Jak nie jesteś przekonany to bierz Canona.
Generalnie Sigma daje radę. Jest bardzo prosta żeby nie powiedzieć prymitywna i być może przez to sprawia stosunkowo mało kłopotów. Ja używam jej już od jakiegoś czasu i jest ok. (głównie Manual i korekcja na +1/3).
Z zalet: bardzo mocna, mimo szajsplastiku dość wytrzymała (niejedno już przeszła), w miarę oszczędna.
Z wad: niezbyt ciekawy kolor światła (do Jpg-ów prosto z aparatu nie bardzo), słaba wydajność przy serii, problemy ze wspólpracą z 30D (raz czy dwa się fest zawiesiła) z 350-tką działa bezbłędnie, strasznie głośno działa zoom (w kościele może dawać w d...).
Do tego co robię na ogół wystarcza i to "na ogół" zaowocowało tym, że już do mnie jedzie nowa z zupełnie innej bajki.
Nasunęła mi się jeszcze jedna refleksja.
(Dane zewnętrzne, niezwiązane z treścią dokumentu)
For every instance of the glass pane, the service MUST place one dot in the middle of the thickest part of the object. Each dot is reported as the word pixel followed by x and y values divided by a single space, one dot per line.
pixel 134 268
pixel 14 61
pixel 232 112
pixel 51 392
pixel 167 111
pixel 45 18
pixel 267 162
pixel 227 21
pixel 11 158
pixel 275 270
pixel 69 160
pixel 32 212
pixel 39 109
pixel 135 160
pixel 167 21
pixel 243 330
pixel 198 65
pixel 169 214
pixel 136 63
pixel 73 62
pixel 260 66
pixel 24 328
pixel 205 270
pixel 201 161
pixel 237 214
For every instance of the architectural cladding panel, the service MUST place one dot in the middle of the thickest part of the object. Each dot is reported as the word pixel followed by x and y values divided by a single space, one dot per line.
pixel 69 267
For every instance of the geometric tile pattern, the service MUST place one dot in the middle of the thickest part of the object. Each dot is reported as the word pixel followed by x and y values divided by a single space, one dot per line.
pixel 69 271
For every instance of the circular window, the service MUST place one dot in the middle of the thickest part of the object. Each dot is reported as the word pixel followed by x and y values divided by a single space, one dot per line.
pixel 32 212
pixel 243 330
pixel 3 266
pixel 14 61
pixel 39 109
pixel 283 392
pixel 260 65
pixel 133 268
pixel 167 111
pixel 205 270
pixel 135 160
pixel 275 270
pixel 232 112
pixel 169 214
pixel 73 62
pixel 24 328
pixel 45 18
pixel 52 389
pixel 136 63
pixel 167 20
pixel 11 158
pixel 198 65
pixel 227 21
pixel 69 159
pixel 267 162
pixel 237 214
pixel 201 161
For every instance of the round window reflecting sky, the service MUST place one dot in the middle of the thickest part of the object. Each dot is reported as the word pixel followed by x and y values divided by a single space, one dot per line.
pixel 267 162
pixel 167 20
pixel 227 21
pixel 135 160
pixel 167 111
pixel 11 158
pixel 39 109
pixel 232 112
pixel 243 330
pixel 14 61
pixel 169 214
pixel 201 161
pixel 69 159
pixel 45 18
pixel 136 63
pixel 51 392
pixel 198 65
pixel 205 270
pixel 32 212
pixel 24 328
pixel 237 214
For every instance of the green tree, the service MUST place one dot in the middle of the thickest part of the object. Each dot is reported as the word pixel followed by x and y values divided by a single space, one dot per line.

Używałem jej z 10D przez pewien czas i myślałem, że mnie szlag jasny trafi - połowa zdjęć był spartolona. Przyznaję może część z mojej niewiedzy ale bez jaj ile trzeba mieć fakultetów żeby używać flash'a. Powiem tak bardzo dużo robię z błyskiem i wtedy miałem szczerą chęć zmienić system. W nikonie to była inna bajka. Po wpięciu do 30-tki - poezja. Jednak ETTL II to jest to
.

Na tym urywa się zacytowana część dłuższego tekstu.